Even Hitchens did his best to avoid pontificating, and he almost succeeded. His politics came out in his selection of poems: “Partition,” a poem about India that he introduced with the comment, “I fear that we may soon be needing a poet who can illustrate the tragedy of a faraway nation divided and amputated” and “The Ogre,” about Communist dictatorship.
Many of the selections were ones Auden had chosen to suppress. “If he had a moral issue with a particular line” he would keep a whole poem from publication, Gioia explained. He himself read “September 1, 1939” a suppressed poem that reappeared in the wake of September 11.
Not all the choices were obscure. “In Memory of W.B. Yeats” was read, appropriately, by Irish poet Eavan Boland. She admitted that she preferred Yeats, but spoke admiringly of the “prescient grace that this great English poet paid tribute to this great Irish one.” Logan read “Mus?e des Beaux Arts,” which he described as “the Auden you learn at your mother’s knee, if your mother knows Auden.”

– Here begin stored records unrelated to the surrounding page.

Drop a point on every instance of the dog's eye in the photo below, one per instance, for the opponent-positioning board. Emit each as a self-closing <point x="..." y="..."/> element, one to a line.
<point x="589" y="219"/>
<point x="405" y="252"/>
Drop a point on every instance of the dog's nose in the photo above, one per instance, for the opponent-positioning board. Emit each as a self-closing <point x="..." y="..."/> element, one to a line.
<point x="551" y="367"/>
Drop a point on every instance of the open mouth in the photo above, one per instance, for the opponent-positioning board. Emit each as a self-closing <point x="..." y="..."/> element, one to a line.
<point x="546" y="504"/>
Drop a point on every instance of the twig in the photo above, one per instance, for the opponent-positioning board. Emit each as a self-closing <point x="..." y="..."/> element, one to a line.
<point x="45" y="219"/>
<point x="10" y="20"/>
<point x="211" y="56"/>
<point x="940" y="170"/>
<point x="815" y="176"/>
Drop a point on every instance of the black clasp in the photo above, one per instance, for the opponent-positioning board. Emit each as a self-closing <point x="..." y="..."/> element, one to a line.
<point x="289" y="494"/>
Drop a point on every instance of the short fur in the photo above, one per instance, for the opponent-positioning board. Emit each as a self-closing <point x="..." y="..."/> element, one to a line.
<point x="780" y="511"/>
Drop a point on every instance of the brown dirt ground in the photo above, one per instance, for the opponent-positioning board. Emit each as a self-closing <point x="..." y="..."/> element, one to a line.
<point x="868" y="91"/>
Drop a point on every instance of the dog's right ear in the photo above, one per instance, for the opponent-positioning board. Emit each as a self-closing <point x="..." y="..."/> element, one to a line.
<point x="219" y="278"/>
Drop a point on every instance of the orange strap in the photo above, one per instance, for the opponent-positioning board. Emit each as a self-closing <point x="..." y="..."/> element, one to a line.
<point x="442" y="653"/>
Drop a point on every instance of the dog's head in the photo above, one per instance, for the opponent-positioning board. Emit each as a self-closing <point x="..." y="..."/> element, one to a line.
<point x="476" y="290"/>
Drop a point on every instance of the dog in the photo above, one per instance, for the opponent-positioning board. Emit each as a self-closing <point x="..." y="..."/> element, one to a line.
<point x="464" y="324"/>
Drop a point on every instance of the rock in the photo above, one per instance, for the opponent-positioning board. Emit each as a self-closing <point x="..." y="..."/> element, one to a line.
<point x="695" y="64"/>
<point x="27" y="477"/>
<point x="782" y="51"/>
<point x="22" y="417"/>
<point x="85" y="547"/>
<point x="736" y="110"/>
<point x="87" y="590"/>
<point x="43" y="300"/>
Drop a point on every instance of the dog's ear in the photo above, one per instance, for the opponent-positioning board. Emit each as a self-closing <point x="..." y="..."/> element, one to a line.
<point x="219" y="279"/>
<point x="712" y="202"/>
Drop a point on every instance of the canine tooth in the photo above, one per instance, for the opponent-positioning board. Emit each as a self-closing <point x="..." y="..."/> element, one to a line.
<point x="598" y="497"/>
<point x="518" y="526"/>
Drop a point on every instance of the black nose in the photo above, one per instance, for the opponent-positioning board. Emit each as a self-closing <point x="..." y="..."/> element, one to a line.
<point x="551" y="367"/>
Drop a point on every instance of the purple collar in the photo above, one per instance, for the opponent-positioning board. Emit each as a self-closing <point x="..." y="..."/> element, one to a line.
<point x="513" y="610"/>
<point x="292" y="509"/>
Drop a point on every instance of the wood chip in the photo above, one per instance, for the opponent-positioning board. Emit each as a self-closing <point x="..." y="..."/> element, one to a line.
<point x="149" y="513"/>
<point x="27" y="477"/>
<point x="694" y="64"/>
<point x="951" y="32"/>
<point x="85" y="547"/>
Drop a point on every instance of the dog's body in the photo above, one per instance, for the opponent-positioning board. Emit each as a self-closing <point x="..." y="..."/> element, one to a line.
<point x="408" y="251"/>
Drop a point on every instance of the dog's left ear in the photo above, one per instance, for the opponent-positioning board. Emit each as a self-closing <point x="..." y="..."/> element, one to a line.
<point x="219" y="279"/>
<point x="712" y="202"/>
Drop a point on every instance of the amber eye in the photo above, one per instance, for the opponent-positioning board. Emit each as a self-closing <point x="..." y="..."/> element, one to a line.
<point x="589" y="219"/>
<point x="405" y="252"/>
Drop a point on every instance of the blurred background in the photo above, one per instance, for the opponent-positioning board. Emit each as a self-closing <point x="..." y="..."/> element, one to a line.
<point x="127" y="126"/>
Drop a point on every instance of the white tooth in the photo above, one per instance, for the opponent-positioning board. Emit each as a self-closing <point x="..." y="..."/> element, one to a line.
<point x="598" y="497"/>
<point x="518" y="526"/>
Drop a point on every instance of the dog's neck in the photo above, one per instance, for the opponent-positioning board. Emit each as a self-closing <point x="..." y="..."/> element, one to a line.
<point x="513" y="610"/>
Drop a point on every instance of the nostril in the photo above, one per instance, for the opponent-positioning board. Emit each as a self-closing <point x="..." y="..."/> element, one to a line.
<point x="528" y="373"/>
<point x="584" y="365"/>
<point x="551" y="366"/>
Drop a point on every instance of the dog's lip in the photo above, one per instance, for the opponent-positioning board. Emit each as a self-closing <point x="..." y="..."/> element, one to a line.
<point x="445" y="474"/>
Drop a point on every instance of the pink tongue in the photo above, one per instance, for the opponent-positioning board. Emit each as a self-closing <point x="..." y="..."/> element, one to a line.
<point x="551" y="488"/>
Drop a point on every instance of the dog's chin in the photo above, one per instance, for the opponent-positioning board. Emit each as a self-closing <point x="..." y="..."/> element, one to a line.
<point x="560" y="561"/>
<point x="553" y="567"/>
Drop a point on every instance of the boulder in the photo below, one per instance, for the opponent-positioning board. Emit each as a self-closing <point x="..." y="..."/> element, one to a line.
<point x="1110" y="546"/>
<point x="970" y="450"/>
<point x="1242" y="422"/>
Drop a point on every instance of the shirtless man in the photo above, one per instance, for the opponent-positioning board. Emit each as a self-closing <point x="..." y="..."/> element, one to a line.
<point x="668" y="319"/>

Logan also chose from Auden’s less famous humorous poems, including “Nonsense Song” (“Her nose is like an Irish jig, / Her mouth is like a ‘bus”). “Fun seems to me the great underrated literary virtue,” Gioia said. “If we learn anything, it’s through delight.”
The last reader of the evening, Todd Scofield, did a dramatic performance out of “The Sea and the Mirror” Auden’s poetic commentary on the Tempest. It was a fitting selection, not only because Mendelson considers the poem Auden’s masterpiece, but because Scofield is appearing as Caliban in ‘The Tempest” at the Folger Theatre this May.
The event concluded with the playing of a tape recording of Auden himself (“smuggled” from the U.K. by Hitchens) reading “On the Circuit,” a poem about public lecturing. Mumbly, yes, and a little hard to follow. But if you looked at the audience, instead of the tape recorder on stage, for a second you could imagine that this was a birthday party, and not a memorial.